Bing and Google continue to fight over trivialities in most recent spat
Microsoft’s search engine, Bing, has been competing fiercely with Google since its release in June 2009. Last summer, Google’s Head of Search Ranking Amit Singhal began to suspect that Bing was using information from the Bing toolbar’s Customer Experience Improvement Program and Suggested Sites on Internet Explorer to “cheat” off of Google’s search results. Google set up a sting operation last December with nonsense queries linked to “honeypot” pages to test if Bing was copying its results. The sting operation seemed to be aimed at discrediting Bing’s search technology directly. While less than 10 percent of the tests came up positive, Google engineers saw this as legitimate proof that Bing was cheating off its search queries.
These rather insignificant statistics show Google’s tendency to make an issue out of nothing. We believe that much of the hype and competition surrounding Google and Bing is generated in an effort to gain more publicity for themselves.

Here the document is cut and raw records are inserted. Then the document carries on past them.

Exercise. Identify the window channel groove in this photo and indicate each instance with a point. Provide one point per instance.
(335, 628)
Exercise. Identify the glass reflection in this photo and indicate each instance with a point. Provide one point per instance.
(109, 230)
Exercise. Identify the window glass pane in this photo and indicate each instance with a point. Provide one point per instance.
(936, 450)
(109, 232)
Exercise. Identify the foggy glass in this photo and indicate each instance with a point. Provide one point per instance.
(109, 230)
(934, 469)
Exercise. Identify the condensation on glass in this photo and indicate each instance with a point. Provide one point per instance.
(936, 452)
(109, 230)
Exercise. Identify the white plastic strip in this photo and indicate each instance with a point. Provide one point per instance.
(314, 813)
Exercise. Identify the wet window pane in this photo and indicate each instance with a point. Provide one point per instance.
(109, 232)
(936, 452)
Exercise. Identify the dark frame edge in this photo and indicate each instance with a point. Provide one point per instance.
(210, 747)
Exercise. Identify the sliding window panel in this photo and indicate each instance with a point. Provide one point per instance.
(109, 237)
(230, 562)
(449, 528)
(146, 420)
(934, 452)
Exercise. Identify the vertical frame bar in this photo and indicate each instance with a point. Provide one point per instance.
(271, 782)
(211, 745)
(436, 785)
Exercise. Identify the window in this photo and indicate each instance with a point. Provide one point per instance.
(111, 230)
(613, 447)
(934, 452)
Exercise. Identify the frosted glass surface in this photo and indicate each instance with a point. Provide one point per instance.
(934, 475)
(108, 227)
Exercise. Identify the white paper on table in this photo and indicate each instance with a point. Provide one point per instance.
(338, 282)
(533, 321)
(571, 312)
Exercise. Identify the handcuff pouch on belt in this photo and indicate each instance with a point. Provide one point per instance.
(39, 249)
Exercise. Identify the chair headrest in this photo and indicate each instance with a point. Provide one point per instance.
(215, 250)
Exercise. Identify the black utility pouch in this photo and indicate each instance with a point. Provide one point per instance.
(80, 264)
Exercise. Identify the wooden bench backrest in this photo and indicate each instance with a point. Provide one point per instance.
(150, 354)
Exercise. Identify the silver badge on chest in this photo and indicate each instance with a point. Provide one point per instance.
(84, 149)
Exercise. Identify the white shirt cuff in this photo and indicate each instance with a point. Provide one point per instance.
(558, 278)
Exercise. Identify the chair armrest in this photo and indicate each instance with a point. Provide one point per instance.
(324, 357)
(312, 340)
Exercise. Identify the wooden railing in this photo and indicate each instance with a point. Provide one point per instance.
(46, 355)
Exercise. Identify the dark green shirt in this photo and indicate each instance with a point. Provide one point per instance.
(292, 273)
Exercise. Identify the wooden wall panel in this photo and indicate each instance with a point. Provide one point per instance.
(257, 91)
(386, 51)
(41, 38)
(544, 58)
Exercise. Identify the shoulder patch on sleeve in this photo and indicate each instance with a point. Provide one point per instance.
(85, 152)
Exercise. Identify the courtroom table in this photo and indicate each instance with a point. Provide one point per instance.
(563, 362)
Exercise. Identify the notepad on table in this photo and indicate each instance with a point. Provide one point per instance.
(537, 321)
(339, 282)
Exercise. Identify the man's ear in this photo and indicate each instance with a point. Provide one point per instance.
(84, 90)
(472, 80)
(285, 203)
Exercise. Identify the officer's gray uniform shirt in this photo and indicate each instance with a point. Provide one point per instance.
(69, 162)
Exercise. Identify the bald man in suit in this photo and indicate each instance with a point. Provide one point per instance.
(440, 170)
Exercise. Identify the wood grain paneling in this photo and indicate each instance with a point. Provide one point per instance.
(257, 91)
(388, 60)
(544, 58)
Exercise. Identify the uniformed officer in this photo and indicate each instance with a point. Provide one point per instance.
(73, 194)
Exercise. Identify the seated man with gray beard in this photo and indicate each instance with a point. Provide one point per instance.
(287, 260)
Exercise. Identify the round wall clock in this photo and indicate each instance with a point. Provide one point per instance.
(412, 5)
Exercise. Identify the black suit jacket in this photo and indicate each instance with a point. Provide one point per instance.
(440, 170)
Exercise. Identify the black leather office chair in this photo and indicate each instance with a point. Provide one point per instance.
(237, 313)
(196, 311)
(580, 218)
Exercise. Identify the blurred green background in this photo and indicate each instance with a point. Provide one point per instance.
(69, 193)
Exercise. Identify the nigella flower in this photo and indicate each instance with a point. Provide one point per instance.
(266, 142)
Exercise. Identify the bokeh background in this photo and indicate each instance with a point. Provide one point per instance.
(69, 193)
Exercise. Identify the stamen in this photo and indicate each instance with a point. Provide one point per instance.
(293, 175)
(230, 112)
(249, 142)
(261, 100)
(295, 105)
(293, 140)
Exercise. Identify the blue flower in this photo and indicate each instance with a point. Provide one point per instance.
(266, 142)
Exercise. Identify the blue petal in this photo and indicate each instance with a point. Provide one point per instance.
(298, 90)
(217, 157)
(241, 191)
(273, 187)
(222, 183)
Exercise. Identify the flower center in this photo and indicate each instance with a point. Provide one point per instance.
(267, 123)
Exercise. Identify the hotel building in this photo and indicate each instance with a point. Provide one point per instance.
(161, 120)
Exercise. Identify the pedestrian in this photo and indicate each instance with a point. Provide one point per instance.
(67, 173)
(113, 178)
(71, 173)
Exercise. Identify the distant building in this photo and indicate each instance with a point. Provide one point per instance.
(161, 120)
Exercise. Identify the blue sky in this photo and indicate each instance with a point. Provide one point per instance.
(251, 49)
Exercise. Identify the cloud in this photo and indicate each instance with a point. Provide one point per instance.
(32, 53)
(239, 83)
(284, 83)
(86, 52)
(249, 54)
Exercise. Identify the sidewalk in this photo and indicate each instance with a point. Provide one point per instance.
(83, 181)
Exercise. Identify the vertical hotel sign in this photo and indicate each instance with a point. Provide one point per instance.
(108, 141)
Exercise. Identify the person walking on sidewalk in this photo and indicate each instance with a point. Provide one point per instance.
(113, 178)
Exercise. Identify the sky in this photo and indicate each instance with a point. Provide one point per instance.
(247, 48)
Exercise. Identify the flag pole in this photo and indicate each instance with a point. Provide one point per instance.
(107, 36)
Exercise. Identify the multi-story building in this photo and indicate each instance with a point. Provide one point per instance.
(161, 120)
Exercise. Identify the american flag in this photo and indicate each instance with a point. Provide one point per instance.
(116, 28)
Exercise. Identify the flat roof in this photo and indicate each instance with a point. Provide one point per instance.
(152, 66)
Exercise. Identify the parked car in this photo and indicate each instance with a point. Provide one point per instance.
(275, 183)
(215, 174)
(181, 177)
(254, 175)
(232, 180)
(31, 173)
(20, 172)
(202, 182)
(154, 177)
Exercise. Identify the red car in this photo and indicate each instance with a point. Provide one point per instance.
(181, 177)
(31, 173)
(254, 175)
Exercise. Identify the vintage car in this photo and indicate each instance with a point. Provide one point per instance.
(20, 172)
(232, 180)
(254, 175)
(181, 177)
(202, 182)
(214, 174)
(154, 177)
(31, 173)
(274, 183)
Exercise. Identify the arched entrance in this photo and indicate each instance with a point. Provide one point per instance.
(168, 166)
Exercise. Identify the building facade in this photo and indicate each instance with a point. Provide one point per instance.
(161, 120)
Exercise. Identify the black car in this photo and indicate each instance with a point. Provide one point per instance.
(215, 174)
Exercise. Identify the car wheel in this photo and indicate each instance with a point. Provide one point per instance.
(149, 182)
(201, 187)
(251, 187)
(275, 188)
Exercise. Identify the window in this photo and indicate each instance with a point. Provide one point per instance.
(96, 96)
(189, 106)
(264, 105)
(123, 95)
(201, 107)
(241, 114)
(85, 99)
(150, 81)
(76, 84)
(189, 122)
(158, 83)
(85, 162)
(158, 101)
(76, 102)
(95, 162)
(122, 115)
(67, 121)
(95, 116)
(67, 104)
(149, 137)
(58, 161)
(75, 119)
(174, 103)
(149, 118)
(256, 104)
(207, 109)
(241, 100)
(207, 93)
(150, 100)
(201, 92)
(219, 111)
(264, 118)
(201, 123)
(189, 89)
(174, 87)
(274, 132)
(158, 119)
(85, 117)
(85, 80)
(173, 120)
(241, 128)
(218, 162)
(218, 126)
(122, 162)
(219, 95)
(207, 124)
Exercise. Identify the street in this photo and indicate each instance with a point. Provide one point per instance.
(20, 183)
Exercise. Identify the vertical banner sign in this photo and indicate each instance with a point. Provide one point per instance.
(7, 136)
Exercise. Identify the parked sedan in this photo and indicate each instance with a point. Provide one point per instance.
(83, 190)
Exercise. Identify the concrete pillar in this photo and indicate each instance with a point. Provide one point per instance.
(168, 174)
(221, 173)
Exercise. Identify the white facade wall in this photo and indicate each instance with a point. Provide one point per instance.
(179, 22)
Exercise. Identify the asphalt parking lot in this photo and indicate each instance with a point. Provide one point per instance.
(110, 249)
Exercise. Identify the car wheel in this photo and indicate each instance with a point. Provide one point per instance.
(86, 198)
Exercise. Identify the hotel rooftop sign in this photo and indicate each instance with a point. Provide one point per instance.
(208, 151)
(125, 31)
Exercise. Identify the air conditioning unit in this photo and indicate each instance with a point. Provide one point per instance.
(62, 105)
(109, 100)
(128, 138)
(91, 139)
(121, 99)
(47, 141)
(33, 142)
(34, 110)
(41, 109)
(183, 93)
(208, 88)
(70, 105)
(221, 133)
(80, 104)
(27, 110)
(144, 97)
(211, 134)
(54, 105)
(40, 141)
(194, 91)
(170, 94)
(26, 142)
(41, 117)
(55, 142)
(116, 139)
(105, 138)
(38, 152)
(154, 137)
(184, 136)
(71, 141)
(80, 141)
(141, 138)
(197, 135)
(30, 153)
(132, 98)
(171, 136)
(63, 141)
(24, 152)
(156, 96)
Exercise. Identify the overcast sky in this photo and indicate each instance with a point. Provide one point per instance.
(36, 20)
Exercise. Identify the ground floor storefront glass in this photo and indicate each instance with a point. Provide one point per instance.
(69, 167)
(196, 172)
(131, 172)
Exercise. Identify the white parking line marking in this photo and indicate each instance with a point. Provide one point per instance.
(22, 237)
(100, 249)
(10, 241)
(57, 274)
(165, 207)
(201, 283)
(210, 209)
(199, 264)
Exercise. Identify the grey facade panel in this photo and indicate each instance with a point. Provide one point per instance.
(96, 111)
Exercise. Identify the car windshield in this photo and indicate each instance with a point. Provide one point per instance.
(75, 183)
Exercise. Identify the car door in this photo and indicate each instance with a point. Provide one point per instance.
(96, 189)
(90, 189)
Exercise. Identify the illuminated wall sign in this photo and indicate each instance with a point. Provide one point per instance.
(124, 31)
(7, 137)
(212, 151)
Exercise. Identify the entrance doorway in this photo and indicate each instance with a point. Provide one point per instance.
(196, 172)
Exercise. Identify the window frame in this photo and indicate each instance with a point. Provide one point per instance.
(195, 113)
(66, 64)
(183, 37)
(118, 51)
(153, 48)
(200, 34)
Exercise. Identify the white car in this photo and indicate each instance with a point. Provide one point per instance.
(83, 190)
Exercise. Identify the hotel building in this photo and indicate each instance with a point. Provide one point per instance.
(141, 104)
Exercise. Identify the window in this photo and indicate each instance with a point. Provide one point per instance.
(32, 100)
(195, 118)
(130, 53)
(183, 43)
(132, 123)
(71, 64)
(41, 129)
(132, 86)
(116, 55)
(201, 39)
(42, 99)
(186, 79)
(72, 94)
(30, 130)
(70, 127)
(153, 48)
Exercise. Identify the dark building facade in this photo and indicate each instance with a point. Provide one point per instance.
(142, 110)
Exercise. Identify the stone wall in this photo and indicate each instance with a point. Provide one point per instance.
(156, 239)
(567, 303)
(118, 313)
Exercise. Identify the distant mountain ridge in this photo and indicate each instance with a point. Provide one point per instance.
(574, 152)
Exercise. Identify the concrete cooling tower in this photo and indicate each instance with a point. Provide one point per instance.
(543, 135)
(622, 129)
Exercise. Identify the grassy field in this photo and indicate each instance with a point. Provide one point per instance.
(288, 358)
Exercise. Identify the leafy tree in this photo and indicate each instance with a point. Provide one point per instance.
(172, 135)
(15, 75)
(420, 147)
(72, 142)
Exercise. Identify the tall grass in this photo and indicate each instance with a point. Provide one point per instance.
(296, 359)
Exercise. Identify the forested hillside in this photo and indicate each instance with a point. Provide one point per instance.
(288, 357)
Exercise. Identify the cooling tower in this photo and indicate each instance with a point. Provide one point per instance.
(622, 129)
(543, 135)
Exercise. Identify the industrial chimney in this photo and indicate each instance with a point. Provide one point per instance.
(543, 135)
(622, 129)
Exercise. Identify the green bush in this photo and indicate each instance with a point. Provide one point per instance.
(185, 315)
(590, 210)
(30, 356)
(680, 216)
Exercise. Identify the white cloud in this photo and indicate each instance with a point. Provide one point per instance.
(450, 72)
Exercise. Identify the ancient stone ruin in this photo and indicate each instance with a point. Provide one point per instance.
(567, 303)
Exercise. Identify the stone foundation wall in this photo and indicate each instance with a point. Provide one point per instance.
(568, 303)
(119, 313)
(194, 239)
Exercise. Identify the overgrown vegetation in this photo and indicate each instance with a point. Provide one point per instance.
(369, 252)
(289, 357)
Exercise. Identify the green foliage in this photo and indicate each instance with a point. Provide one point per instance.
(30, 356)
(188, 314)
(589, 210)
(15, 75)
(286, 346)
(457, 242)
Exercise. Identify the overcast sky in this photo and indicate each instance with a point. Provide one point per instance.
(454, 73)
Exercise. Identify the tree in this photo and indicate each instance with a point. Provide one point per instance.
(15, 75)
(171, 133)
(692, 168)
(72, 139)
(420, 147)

Indeed, this method of garnering publicity has worked well, popping up on shows like the Colbert Report, prompting the creation of websites like bing-vs-google.com, and fueling the fire of the ongoing Twitter war between the two companies. Upon being questioned about Google’s “Bing sting” results, the Director of Search at Microsoft Stefan Weitz and others at Bing were quick to offer up a counter-argument. He admitted to using clickstream data (anonymous recording of Web clicks) as part of Bing’s search algorithm. However, Bing claimed that users willingly opted in to sharing their data and that Google had rigged its “Bing sting” operation to make it seem as if Bing was copying more results than it actually was.
Microsoft has the capacity to utilize all of the resources it has on hand to improve Bing’s search results, but the company isn’t quite living up to its potential. Google has had many years to perfect its search results, so it stands to reason that the younger Bing needs more time to fine tune its own search algorithms, instead of trying to replicate the same results as Google in order to keep up. Microsoft has access to a large amount of user data that it can tap into, and Bing should aim at incorporating this information in order to improve. Both companies need to focus on improving their products and appealing to customers instead of bickering among themselves.